Both those in the above story about the April 20 Christmas and those in the mainstream of Christianity today don’t understand that the huge deception of Christmas is a lie.  You can’t “put Christ back into Christmas” because Christ was never in it.  The mind of Christ won’t mix righteousness with unrighteousness or light with darkness (II Cor. 6:14-16).  “Therefore come out from among them and be separate, says the Lord.  Do not touch what is unclean, and I will receive you” (verse 17).

God’s people are to come out of Babylon. You can’t take the customs of a day dedicated to a demon, sprinkle some holy water on it and now say it’s dedicated to Jesus, or then centuries later say its origin doesn’t really matter.

Less Abominable with Time?

Would that terrible act be an abomination only to the actual perpetrators, but in each succeeding generation become less & less terrible until God finally likes it?   If 100 years from now the great-grand daughter of a Satanist was to learn that the portrait of Jesus above the mantel was really a portrait of someone named Charles Manson, should she just shrug it off because she doesn’t think of it that way or because her mom always loved the painting?  It’s a simple answer for us as older adults because in our timeline we can remember who Charles Manson was and remember the symbolism of that swastika on his forehead.  For her, however, the painting’s origin or symbolism would all be meaningless.  In her world there is no memory of someone named Charles Manson and the origin of the symbol on his forehead that people 180 years earlier used to call “Nazi” would have no bearing on how she would feel about the painting.  Were you to ask her about the painting, she would tell you that to her this is still a portrait of her Savior and she feels His presence whenever she walks in the room. The cross on His forehead reminds her of Christ crucified, and how what He did on that cross should always be on the forefront of our minds.  So she’ll keep the painting of Jesus, that both her mom and grandmother also loved, right where it is and so will her children because to her the painting’s origin really doesn’t matter.  What’s most important to her is how it draws her closer to Jesus and how she feels about the painting.  What she should consider though, is how God feels about the way His Son is portrayed in that painting and what God’s memories are of events in the 20th century.  God has a memory which we need to consider when trying to honor Him.  How He feels about something that is evil doesn’t center on how we feel about the same thing.

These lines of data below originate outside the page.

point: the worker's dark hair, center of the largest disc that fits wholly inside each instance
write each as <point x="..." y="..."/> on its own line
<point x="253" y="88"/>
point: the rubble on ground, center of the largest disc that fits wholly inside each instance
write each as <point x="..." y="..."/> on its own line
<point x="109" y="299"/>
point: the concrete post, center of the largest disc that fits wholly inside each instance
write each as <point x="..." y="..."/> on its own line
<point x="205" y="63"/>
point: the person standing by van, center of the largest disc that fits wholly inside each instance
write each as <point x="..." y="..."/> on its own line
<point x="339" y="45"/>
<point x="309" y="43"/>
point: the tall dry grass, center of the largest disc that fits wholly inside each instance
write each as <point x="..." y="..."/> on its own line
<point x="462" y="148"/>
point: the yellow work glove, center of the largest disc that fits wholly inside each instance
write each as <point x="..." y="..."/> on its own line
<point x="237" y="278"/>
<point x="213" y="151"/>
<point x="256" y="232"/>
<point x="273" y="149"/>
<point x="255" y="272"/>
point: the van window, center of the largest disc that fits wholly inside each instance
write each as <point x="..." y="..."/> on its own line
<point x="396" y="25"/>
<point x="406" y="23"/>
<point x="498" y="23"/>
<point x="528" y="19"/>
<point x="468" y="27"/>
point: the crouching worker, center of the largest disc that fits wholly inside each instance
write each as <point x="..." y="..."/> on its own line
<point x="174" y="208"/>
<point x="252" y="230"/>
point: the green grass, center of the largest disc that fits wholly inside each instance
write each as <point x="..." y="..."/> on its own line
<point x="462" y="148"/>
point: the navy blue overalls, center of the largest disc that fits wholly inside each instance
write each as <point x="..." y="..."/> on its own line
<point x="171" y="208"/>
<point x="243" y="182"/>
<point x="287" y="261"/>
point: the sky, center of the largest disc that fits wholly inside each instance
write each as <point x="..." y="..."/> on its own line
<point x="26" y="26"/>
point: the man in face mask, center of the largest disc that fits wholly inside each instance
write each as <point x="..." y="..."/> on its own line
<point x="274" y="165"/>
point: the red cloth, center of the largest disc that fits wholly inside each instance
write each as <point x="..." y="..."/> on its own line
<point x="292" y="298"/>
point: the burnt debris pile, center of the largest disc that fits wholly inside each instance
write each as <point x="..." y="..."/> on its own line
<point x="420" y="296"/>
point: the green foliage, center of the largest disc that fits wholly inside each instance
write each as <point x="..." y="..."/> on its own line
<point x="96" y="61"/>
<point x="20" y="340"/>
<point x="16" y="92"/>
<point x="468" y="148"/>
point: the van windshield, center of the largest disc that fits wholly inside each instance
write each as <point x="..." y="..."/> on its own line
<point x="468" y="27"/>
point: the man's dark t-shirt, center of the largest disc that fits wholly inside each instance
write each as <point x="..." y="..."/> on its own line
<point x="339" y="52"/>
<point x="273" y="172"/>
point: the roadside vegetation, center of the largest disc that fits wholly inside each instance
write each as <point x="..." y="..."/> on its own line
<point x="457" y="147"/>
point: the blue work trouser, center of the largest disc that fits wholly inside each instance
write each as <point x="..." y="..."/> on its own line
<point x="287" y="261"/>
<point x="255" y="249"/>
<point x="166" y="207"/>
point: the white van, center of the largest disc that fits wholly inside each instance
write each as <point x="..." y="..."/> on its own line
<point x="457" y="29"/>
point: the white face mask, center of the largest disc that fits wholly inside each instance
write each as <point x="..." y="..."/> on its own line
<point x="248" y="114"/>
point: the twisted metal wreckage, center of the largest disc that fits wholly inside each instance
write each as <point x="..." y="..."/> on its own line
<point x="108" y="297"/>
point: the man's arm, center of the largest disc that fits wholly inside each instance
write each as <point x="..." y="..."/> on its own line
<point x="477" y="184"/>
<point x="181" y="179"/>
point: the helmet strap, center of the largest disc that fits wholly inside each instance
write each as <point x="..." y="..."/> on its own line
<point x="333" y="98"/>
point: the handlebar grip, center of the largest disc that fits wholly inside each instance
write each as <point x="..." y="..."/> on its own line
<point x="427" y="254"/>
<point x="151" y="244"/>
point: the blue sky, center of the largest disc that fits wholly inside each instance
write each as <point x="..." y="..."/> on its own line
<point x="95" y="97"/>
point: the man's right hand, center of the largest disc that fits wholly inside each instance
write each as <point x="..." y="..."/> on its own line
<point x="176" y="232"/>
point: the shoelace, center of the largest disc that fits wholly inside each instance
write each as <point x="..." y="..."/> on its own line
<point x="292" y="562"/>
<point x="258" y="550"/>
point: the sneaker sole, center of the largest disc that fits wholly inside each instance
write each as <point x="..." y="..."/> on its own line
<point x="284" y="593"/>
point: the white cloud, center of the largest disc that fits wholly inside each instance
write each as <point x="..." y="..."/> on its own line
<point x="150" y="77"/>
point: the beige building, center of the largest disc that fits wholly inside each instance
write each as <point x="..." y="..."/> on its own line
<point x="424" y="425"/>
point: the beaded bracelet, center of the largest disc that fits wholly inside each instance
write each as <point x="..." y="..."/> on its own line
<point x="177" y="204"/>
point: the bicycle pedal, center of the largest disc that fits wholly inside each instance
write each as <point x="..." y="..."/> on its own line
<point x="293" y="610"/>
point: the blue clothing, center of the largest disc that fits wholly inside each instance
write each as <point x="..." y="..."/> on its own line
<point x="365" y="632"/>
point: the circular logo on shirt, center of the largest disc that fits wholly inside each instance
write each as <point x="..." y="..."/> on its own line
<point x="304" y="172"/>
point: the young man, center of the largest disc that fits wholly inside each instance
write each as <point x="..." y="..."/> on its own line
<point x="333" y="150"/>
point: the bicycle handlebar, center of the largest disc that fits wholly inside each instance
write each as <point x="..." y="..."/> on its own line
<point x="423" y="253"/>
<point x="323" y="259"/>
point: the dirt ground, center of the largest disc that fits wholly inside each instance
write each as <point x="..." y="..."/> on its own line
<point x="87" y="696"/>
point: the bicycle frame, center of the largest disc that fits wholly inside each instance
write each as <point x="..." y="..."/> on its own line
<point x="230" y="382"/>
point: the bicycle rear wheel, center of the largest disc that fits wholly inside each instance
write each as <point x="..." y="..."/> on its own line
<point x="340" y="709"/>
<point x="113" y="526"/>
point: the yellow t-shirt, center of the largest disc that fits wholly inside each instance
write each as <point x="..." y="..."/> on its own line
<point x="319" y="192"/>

God has a memory.  Those who are His want to honor and worship Him in truth as He commanded us.   According to His Word, how we choose to do so is important to Him.  God tells us not to learn the ways of the heathen (Jer.10:2) or inquire about how pagan nations serve their gods. “You shall not worship the Lord your God in that way” (Deut. 12:31).

The broad, easy path that this world loves is paved with good intentions, but it leads to destruction.  The decisions we make in life as Christians aren’t to be based on how we feel or Mom feels or how our church feels, but how God feels.  That’s what you do to truly honor the one you love above all others.